“This bill provides federal law enforcement with new tools to ensure those peddling dangerous drugs, which can be lethal, are brought to justice,” Sen. Dianne Feinstein (D-Calif.), who is sponsoring her chamber's version of the bill with Sen. Charles E. Grassley (R-Iowa), said in an emailed statement. “It also explicitly exempts simple possession from any penalties, instead targeting those who manufacture and traffic these drugs and opioids.”
The bill, introduced last week and known as the as the Stop the Importation and Trafficking of Synthetic Analogues (SITSA) Act of 2017, now moves to the Senate Judiciary Committee, which Grassley chairs and where Feinstein is the top-ranking Democrat. The House bill is listed as HR 2851.
Under current law, all psychoactive substances are placed in one of five “schedules” designating the drugs' risk of abuse and medical potential. Schedule 1 is the most restrictive, reserved for drugs such as LSD, heroin and marijuana. Schedule 5 is the least restrictive category, which includes medications such as low-dose codeine cough syrup.
Illicit-drug manufacturers wishing to avoid these designations often make subtle changes to a drug's chemistry, creating slightly different, and hence legal, substances that produce similar psychoactive effects in users.
“Illegal drug traffickers and importers are able to circumvent the existing scheduling regime by altering a single atom or molecule of a currently controlled substance in a laboratory, thereby creating a substance that is lawful, but often highly dangerous, addictive and even deadly,” Grassley and Feinstein said in a fact sheet on the Senate bill.
The SITSA Act would create a new schedule, Schedule A, for substances that are chemically similar to already-regulated drugs. The attorney general would be able to place new compounds in Schedule A for a period of up to five years. Critics say this amounts to giving the attorney general the power to unilaterally write federal drug policy.
The bill “gives the attorney general a ton of power in terms of scheduling drugs and pursuing penalties,” said Michael Collins, a deputy director at the Drug Policy Alliance. “This is a giant step backwards, and really it's doing the bidding of Jeff Sessions as he tries to escalate the war on drugs.”
Under current policy, an attorney general may temporarily schedule a substance for up to two years and only after demonstrating the drug's “history and current pattern of abuse; the scope, duration and significance of abuse; and what, if any, risk there is to the public health.”

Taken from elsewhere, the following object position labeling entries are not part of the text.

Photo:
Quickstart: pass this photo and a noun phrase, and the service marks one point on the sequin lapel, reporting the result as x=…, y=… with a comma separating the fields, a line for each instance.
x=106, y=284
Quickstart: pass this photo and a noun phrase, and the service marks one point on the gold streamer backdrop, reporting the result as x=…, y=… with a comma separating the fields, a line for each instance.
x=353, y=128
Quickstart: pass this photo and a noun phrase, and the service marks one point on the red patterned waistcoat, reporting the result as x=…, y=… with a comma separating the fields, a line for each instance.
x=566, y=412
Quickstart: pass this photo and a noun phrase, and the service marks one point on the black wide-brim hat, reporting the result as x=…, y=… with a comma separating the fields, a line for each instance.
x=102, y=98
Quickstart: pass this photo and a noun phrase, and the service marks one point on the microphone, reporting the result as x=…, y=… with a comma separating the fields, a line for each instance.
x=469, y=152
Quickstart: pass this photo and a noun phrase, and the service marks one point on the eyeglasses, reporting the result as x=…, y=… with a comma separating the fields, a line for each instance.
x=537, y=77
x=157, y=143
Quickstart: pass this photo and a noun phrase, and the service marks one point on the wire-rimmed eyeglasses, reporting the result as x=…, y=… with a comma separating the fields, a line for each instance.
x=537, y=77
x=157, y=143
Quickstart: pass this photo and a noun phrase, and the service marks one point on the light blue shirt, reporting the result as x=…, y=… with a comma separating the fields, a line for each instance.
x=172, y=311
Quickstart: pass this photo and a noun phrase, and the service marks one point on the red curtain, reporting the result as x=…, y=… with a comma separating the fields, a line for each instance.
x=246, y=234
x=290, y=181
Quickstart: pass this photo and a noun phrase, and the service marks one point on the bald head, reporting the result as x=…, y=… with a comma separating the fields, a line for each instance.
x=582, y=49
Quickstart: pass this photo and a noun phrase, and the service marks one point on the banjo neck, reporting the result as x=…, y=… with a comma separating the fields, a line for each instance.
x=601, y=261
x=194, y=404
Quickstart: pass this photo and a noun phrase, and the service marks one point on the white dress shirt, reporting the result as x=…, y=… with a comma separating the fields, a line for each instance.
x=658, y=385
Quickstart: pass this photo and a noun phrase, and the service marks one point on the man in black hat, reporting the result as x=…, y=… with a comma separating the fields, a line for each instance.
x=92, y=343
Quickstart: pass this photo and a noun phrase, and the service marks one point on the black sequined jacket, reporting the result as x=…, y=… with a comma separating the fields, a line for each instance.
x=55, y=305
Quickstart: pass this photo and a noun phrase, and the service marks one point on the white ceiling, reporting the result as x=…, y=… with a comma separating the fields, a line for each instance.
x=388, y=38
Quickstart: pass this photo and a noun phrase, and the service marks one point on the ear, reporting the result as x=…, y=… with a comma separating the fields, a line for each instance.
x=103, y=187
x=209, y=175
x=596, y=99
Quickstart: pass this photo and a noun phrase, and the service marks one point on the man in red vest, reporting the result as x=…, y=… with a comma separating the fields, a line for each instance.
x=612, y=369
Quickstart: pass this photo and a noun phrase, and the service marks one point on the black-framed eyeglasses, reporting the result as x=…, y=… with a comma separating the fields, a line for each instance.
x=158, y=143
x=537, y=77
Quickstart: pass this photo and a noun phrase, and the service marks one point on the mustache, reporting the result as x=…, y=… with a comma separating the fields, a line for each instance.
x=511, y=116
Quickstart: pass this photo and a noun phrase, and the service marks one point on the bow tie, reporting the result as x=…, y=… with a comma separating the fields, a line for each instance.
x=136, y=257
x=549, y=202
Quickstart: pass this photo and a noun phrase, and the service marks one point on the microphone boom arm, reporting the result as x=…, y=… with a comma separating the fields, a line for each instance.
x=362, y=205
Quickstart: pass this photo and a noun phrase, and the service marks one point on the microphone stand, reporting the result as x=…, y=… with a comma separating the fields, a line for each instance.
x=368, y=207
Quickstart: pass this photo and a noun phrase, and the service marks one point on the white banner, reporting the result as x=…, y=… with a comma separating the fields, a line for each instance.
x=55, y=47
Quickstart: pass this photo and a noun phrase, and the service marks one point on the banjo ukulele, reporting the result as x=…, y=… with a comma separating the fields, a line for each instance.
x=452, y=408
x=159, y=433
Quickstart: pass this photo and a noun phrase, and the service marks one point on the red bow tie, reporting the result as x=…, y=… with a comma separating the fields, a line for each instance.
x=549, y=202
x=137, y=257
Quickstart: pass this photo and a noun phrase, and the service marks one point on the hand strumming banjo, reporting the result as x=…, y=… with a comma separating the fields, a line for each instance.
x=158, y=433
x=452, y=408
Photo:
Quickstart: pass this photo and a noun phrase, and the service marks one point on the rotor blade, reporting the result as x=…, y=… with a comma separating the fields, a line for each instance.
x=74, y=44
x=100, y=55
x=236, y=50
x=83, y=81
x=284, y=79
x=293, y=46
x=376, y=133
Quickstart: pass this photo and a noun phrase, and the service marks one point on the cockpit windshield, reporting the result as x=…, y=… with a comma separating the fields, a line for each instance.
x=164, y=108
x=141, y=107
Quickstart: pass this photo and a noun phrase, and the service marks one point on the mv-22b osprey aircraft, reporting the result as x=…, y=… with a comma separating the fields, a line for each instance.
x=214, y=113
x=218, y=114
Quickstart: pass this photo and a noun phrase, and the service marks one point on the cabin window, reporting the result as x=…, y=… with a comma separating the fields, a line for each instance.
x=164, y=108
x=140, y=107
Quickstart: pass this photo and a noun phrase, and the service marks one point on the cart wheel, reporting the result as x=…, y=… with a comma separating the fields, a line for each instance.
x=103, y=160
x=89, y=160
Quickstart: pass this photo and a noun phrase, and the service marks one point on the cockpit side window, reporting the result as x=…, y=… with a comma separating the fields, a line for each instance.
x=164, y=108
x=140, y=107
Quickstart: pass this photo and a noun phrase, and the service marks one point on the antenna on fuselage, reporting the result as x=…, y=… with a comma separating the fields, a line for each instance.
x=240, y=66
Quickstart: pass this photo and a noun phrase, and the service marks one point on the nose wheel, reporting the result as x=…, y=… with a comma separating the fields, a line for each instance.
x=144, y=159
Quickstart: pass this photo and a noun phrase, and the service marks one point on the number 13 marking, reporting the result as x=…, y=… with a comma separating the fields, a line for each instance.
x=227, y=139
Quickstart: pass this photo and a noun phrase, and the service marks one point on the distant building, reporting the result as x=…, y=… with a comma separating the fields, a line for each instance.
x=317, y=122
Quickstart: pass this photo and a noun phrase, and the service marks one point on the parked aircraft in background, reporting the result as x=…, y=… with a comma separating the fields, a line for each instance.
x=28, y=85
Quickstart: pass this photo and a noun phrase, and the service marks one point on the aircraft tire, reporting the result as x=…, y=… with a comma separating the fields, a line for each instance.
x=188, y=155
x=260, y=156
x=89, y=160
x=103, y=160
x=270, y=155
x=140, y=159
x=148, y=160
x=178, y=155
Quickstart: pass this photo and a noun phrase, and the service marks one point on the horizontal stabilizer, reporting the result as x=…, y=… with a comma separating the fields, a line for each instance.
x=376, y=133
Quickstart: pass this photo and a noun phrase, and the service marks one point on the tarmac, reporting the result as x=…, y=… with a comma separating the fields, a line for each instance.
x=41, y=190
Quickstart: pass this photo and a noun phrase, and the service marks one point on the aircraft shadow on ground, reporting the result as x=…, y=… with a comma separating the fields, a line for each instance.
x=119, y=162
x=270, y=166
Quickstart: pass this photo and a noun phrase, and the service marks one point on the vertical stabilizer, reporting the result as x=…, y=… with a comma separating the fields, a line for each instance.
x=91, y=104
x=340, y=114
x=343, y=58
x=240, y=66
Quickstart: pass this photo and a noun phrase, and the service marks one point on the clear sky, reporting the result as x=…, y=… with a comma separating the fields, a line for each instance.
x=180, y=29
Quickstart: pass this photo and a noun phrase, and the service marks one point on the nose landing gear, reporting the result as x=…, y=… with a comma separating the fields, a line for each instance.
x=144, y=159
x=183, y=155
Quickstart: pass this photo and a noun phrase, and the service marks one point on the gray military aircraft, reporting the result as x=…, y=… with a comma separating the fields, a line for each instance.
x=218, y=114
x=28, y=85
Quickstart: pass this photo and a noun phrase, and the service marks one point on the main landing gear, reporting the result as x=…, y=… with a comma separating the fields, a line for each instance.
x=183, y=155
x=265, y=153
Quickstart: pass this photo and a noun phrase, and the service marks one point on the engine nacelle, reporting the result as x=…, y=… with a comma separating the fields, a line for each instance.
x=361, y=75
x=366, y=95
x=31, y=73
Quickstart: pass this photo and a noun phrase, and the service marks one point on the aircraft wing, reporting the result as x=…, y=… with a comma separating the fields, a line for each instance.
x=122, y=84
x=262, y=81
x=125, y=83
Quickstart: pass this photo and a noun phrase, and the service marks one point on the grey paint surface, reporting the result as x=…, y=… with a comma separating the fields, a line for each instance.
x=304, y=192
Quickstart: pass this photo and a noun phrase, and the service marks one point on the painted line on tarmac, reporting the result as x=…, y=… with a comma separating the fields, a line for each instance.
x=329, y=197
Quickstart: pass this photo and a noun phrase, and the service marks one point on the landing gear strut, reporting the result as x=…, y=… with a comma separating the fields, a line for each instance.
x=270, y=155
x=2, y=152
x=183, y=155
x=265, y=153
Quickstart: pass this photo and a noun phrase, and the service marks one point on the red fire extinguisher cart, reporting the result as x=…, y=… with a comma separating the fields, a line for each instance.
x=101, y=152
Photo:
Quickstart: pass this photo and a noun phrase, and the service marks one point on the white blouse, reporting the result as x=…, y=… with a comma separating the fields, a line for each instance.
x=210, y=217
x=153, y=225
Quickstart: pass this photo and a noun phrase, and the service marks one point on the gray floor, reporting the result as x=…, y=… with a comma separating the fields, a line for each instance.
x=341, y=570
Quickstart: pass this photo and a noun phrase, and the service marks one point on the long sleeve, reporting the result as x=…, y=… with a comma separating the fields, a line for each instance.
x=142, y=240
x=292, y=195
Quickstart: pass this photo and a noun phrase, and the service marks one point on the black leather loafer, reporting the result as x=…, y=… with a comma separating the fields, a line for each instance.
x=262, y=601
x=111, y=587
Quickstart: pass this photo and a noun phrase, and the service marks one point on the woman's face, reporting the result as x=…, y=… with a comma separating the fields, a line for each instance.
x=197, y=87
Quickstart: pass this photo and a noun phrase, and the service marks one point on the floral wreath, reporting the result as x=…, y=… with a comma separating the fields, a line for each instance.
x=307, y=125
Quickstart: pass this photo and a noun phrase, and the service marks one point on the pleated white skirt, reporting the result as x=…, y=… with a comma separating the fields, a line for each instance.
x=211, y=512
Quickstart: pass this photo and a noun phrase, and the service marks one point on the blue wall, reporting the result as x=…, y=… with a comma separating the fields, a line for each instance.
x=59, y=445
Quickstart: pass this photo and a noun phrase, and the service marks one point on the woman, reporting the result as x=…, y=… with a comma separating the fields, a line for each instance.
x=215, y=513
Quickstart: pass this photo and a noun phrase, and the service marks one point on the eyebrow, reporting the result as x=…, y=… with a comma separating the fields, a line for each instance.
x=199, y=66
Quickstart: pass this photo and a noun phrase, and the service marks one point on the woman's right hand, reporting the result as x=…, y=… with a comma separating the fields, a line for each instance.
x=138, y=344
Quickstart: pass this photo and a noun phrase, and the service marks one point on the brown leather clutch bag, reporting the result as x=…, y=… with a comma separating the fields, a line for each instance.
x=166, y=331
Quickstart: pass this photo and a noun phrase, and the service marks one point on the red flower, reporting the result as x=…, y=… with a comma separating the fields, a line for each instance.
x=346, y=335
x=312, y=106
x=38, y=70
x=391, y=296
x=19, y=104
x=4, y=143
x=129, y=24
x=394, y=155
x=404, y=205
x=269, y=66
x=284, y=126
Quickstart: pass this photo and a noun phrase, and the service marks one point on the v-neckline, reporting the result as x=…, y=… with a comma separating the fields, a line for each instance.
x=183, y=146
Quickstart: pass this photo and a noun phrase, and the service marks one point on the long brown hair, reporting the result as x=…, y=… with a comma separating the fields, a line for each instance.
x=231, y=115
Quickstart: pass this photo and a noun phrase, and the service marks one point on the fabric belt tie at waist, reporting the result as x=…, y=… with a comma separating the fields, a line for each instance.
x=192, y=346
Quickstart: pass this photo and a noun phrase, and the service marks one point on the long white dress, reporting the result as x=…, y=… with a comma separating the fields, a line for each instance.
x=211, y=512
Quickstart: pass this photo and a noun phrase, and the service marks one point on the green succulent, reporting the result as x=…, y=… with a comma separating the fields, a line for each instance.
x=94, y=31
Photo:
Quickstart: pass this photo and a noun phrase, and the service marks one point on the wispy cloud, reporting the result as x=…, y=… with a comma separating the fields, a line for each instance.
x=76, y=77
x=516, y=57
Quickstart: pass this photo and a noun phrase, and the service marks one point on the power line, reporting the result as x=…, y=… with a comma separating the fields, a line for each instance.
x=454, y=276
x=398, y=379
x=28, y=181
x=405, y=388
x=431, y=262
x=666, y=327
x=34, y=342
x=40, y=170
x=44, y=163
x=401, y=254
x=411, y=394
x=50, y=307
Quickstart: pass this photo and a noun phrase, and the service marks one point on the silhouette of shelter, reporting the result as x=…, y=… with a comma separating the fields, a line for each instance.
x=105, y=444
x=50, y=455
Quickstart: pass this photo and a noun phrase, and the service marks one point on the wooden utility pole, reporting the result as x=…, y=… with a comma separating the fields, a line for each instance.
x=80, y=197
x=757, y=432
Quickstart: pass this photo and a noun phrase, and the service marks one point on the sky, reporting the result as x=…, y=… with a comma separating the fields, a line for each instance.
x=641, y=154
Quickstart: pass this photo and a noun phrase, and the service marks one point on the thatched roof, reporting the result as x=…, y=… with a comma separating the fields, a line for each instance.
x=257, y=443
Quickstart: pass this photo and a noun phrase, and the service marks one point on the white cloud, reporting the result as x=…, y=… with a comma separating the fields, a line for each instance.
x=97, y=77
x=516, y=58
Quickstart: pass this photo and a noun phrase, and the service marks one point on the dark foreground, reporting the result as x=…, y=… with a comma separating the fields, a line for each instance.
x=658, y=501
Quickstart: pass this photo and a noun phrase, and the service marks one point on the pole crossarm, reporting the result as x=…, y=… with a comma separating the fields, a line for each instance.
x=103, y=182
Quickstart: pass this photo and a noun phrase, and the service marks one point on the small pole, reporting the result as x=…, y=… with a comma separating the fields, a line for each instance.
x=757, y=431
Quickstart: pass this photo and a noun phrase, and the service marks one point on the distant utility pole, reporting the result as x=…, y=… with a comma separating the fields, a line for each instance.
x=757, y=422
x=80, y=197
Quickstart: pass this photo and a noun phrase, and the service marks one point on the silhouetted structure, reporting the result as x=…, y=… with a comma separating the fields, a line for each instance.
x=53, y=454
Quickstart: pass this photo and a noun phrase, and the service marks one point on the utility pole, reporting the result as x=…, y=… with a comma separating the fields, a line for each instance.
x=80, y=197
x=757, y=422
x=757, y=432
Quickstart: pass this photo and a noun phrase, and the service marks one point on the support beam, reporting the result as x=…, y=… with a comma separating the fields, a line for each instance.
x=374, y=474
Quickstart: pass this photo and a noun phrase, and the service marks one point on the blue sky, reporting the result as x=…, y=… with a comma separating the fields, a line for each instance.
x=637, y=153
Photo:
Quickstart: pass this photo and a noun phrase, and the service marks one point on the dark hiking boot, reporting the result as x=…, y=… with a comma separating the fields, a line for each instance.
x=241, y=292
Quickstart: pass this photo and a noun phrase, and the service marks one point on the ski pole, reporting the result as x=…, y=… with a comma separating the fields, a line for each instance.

The new bill extends the temporary scheduling duration to five years for Schedule A substances and eliminates the requirement for analyzing the drug's abuse record and its potential risk to public health.
The bill is partially a response to a spike in overdose deaths from the powerful synthetic opiate fentanyl and chemically similar drugs in recent years. Fentanyl's “uncontrolled synthetic analogues have come to represent the deadly convergence of the synthetic drug problem and the opioid epidemic,” Feinstein and Grassley wrote. The bill adds 13 synthetic analogues of fentanyl to Schedule A immediately.
But critics are worried that the bill's language could be used to justify bans on all manner of substances that are not particularly lethal or dangerous. The drug known as kratom is one particular area of concern. Experts say the risks with using the drug are “remarkably low,” and people who take it say it has helped them quit using alcohol, opiates and other, much deadlier substances.
Because the drug's primary chemicals act in a fashion similar to some opioids, kratom advocates fear that the new bill would allow the Justice Department to outlaw the drug, as it tried unsuccessfully to do last year.
Some experts say that the fentanyl epidemic is proving to be so lethal that it may be worthwhile to experiment with different legislative approaches, even if they come with drawbacks.
“The fentanyls are so awful that I think it is entirely reasonable to try a fentanyl supply control strategy that has only a very modest chance of success,” said Jonathan Caulkins, a drug-policy expert at Carnegie-Mellon University. He added that it might be wise, however, to include automatic sunset provisions to such strategies in case they prove ineffective.